Он жил в каком-то своем собственном мире. Практически немой в огромном городе, потому что английского не знал и не хотел учить. Объяснялся междометиями и жестами, но делал это изящно. Перестал есть мясо, что было очень кстати, потому что жили скудно, ее подруги — знаменитые манекенщицы — больше не приводили богатых клиентов, сами перебивались кое-как. Великая депрессия. В тридцать третьем он «для себя» изваял потрясающий бюст Достоевского, вложив в облик писателя всю свою тоску, всю свою растерянность перед непостижимостью жизни.
Теперь, если не работал до глубокой ночи, то вычерчивал какие-то пирамиды и таблицы, читал Вильяма Блейка и Библию. Но однажды увидела внизу, в мастерской, томик Блока, раскрыла наугад, оказалась на странице, заложенной автобусным билетиком, и сразу бросились в глаза строчки — наверное, из-за слова «любовник»:
Ощутила будто удар по горлу, перехватило дыхание. Всегда была уверена, что после письма доктора Баки… Ведь они так хорошо все придумали.
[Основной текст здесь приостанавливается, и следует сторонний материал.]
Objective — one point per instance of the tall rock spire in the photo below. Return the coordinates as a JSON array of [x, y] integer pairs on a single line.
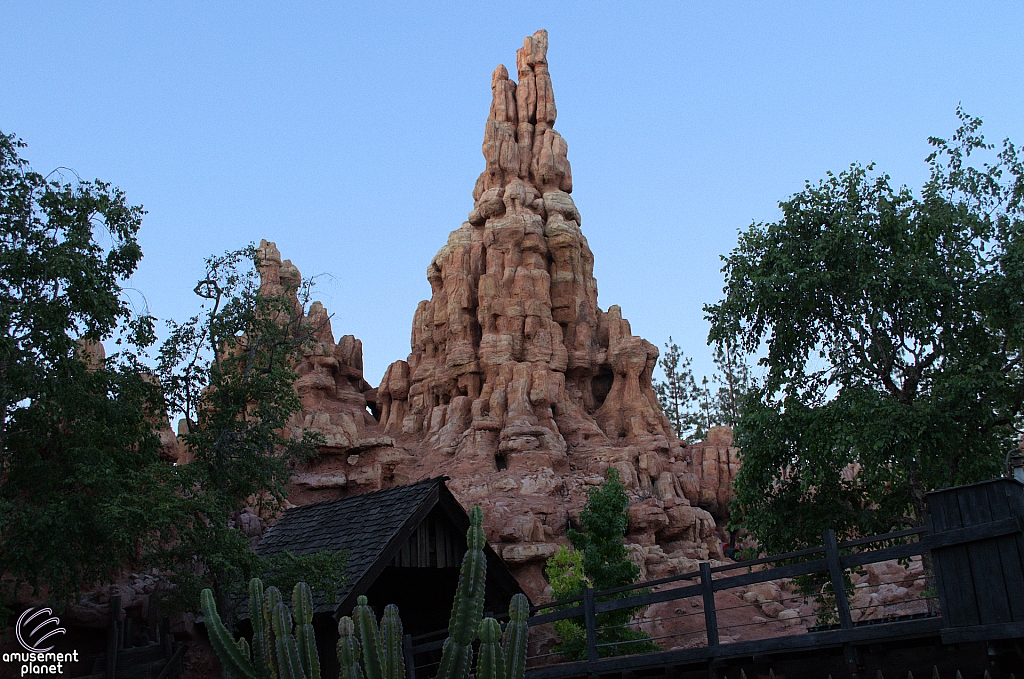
[[513, 365], [517, 385]]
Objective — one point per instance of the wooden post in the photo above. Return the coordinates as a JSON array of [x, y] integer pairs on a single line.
[[839, 584], [591, 622], [165, 637], [113, 642], [407, 650], [711, 618]]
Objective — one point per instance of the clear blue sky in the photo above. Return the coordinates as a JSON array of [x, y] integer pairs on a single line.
[[350, 135]]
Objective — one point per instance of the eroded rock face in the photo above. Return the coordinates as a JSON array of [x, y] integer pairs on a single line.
[[337, 401], [518, 386]]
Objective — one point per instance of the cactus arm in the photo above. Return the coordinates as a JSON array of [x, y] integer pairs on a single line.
[[261, 651], [348, 650], [227, 650], [289, 666], [366, 629], [271, 597], [491, 661], [457, 659], [305, 638], [392, 658], [516, 635]]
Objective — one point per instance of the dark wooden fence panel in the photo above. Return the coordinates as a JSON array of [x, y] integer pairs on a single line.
[[1007, 501], [980, 582]]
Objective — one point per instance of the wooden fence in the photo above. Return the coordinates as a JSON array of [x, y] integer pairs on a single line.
[[974, 538]]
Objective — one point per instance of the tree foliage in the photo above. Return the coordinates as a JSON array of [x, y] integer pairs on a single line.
[[229, 372], [892, 324], [599, 559], [79, 462], [79, 454], [693, 410]]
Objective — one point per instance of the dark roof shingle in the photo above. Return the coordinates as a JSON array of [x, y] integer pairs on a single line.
[[361, 525]]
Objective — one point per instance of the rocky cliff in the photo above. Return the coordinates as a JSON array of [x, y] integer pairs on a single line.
[[518, 385]]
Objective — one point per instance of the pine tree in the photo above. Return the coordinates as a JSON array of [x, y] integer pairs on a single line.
[[598, 549]]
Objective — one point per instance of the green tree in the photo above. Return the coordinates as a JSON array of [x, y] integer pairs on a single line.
[[677, 393], [733, 379], [79, 460], [893, 327], [229, 372], [599, 559]]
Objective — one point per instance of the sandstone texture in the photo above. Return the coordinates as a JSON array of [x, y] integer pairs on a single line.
[[518, 386]]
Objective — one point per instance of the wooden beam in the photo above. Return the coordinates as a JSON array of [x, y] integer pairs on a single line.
[[591, 622], [839, 583], [711, 618]]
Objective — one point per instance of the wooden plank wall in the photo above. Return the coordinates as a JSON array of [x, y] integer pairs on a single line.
[[435, 544], [979, 583]]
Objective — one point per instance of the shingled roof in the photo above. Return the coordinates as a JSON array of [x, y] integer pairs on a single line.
[[371, 528]]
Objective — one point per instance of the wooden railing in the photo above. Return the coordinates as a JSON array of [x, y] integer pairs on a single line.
[[832, 559]]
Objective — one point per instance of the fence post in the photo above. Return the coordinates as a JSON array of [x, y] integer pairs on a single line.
[[839, 585], [711, 618], [407, 649], [591, 622], [113, 642]]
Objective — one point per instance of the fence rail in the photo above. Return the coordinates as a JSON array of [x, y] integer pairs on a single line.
[[832, 559]]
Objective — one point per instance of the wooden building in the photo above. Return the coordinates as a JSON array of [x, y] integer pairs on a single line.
[[403, 546]]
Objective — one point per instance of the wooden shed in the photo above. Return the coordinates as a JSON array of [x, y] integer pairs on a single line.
[[403, 545]]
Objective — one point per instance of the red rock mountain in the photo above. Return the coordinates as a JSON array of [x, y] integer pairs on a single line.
[[518, 386]]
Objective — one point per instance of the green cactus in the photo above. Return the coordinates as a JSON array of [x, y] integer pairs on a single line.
[[261, 652], [491, 662], [457, 656], [289, 666], [366, 650], [366, 630], [348, 650], [516, 635], [233, 659], [392, 655], [271, 597], [305, 639]]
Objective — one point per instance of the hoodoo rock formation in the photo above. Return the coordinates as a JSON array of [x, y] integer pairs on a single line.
[[518, 386]]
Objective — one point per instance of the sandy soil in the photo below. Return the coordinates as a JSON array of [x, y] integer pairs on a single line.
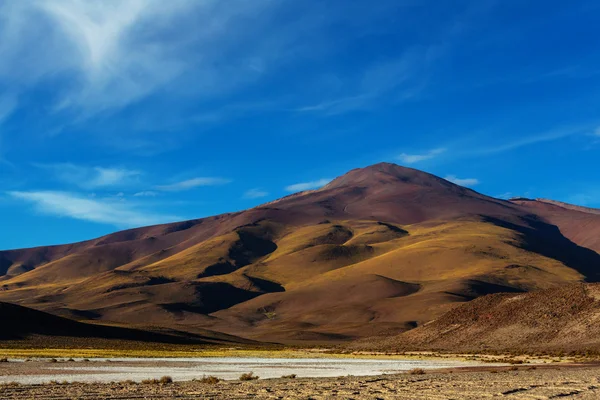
[[580, 382], [227, 368]]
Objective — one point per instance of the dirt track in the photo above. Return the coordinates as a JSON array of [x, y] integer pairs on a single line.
[[525, 383]]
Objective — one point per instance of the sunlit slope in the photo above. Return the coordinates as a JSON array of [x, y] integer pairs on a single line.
[[398, 283], [379, 250]]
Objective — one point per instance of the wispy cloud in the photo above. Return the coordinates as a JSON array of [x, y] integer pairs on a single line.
[[92, 177], [462, 181], [504, 196], [193, 183], [115, 59], [106, 211], [415, 158], [255, 193], [146, 193], [299, 187]]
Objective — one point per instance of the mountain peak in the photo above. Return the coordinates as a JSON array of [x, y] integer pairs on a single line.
[[385, 173]]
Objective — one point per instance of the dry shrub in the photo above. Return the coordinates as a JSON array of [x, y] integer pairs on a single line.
[[209, 380], [165, 380], [417, 371], [248, 377]]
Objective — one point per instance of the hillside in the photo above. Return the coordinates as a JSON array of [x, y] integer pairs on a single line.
[[378, 251], [557, 319], [24, 324]]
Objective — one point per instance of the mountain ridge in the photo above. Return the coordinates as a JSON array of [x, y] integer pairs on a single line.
[[412, 244]]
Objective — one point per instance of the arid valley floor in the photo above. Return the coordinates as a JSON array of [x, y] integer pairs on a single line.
[[523, 382]]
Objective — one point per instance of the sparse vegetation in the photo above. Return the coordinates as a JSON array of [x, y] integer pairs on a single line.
[[209, 380], [248, 377], [165, 380]]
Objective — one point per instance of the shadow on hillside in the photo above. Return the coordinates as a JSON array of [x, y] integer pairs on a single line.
[[22, 322], [547, 240]]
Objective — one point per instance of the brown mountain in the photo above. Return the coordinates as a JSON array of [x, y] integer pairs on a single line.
[[556, 319], [379, 250]]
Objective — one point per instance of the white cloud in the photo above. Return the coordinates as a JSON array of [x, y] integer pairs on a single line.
[[462, 181], [415, 158], [118, 52], [505, 196], [111, 176], [92, 177], [193, 183], [255, 194], [106, 211], [300, 187], [146, 193]]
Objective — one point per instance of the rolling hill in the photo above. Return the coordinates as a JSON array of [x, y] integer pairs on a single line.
[[24, 324], [378, 251], [561, 319]]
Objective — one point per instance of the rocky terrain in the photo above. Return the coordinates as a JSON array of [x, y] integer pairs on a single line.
[[555, 320], [378, 251], [515, 382]]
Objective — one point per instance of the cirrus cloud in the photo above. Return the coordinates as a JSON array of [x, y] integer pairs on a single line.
[[415, 158], [462, 181], [300, 187], [106, 211]]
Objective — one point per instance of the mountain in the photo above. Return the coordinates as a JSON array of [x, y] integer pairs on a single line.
[[21, 323], [558, 319], [377, 251]]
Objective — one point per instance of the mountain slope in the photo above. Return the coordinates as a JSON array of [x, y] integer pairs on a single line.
[[21, 323], [377, 251], [556, 319]]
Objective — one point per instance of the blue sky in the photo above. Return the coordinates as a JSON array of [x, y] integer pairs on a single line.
[[122, 114]]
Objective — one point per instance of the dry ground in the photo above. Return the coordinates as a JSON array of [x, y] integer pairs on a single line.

Личный врач Генриха, милейший доктор Баки, после разговора с именитым пациентом осмотрел ее и пришел к заключению, что у нее серьезные проблемы с легкими. Он рекомендовал ей регулярно уезжать из вредного для нее климата Нью-Йорка на свежий воздух — читай: в Кингстон и на Саранак-озеро. Генрих написал Детке «конфиденциальное» письмо и приложил заключение доктора.
Детка разволновался, и сам стал просто выпихивать ее «на свежий воздух». Он даже научился разогревать тушеные овощи и делать омлет, чтобы она не волновалась. По воскресеньям его трапезы разделял маленький сморщенный чернокожий Джон, который приходил натирать полы. Они с Деткой дружили, что было странно, ведь они не могли общаться, и все-таки они каким-то таинственным образом понимали друг друга.
Все выглядело так мило, и она любила рассказывать о дружбе мужа с Джоном и как Джон, попивая пиво, наблюдает за работой Детки, время от времени произнося «Гуууд, вери гууд!»
Оказывается — совсем не мило, а тоска и унижение. Но… ничего не поделаешь… Даже если бы она решила расстаться с Генрихом (что было немыслимо, невозможно, но даже если бы она решила), ей бы не позволили это сделать.
И она продолжала ездить в Кингстон и на Саранак и брала с собой своих любимых крысок — Снежка, Крошку и Серую Тучку.
Как же она без них скучает! Даже иногда снится, чудится, как кто-то из них тычется мордочкой в ее шею.
Генрих любил, чтобы она читала ему классиков. Они усаживались в его кабинете на полукруглом диване, и она перечитывала вслух либо его любимых «Братьев Карамазовых», либо «Войну и мир», а крыски ползали по ней, пока не устраивались где-нибудь под мышкой или на коленях.